In the last 2 centuries philosophers and writers have often written prefaces to their own works; many such prefaces have become famous, a few have become infamous. Both traditions include the names of otherwise very different authors such as Hegel and Wittgenstein, or Baudelaire and Frost. Since the functions of prefaces seem to be fairly obvious and well-known, we will not be putting forth any new theory about prefaces. Instead, we will read and discuss in depth some of the best philosophical and literary prefaces written since 1800. A complete list of about 20 texts, which is likely to include most of the names above, and a course packet will be made available in the first session.

2009-2010 Spring

20401/30401 Jewish Thought and Literature III: The Multilingual Twentieth Century

(=JWSC 20006,JWSG 30006,NEHC 20406/30406)

This seminar examines one of the most striking dimensions of the modern Hebrew literary canon: it was largely written by non-native speakers. This is true not only for the generation of the revival, but also for following generations and even after the foundation of the state of Israel. While most contemporary Hebrew authors do not fall into this category, the phenomenon has a fascinating afterlife to this day. The seminar thus covers a range of materials that span over a century of literary production. It is designed to give students not familiar with Hebrew literature a sense of the historical trajectory it follows over the twentieth century, while raising a number of theoretical and historical questions. Among the questions that will interest us are: To what extent is the category of the native speaker relevant, or even viable, in the study of literature? What is the role of bilingualism and auto-translation in literary production and literary theory?
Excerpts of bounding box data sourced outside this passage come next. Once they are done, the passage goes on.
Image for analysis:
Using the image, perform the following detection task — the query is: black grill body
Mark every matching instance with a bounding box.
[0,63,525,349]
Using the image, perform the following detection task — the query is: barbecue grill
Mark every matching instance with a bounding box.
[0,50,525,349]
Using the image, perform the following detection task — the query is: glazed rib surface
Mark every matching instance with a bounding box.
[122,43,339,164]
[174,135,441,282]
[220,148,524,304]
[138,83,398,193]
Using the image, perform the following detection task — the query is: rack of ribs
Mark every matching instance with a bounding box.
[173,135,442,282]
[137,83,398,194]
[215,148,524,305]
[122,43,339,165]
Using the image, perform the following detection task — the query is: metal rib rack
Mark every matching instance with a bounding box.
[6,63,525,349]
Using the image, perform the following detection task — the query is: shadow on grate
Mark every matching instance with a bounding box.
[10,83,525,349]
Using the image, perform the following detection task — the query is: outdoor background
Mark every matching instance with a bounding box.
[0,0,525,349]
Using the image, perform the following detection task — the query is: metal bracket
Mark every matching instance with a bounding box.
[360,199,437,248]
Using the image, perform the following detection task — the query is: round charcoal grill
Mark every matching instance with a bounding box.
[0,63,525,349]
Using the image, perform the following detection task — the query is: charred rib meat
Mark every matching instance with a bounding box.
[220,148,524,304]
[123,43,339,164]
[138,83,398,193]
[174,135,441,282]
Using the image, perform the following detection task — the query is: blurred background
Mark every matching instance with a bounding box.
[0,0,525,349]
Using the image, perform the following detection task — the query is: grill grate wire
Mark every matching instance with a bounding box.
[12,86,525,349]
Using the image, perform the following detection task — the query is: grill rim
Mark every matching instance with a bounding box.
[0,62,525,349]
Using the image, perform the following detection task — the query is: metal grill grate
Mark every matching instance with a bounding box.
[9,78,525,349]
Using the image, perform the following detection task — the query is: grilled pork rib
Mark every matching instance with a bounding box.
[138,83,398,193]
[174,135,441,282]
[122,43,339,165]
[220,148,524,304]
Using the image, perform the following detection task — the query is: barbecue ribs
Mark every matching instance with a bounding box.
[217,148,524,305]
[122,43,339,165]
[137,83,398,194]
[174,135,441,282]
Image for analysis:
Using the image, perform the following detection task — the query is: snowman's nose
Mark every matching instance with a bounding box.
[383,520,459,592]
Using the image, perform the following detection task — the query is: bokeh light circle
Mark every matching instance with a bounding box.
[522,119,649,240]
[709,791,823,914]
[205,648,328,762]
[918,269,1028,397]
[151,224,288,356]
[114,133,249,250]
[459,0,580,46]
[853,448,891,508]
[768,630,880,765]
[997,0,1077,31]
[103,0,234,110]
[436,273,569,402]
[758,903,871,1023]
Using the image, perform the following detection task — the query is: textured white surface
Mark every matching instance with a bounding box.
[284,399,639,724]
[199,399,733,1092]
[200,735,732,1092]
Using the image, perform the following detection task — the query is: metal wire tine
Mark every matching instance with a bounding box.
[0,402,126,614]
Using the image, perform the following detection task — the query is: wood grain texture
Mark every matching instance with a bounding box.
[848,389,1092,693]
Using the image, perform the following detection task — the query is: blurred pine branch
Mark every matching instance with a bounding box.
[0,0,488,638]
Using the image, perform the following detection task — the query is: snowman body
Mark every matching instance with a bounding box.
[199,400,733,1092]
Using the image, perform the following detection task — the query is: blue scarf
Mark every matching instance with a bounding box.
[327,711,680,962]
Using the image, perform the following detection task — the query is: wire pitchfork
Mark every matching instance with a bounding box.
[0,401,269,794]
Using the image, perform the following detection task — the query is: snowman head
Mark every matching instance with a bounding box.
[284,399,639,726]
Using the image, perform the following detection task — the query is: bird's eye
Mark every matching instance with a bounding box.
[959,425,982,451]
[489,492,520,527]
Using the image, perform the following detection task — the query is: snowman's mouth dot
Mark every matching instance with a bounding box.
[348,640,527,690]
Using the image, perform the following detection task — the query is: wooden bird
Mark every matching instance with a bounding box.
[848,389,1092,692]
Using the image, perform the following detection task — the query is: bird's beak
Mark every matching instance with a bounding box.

And how does the case of Zionism and the Hebrew revival compare with other cases of bilingual authorship, such as contemporary Latino-American literature? How has the position of Hebrew in the Jewish cultural sphere evolved? How has Hebrew language learning been tied to other categories such as religion, gender or class, and what are the implications for reading Hebrew literature? Readings will all be made available in translation, with an additional tutorial for readers of Hebrew.

2009-2010 Spring

29801 BA Project and Workshop: Comparative Literature

Required of fourth-year students who are majoring in CMLT. This workshop begins in Autumn Quarter and continues through the middle of Spring Quarter. While the BA workshop meets in all three quarters, it counts as a one-quarter course credit. Students may register for the course in any of the three quarters of their fourth year. A grade for the course is assigned in the Spring Quarter, based partly on participation in the workshop and partly on the quality of the BA paper. Attendance at each class section required.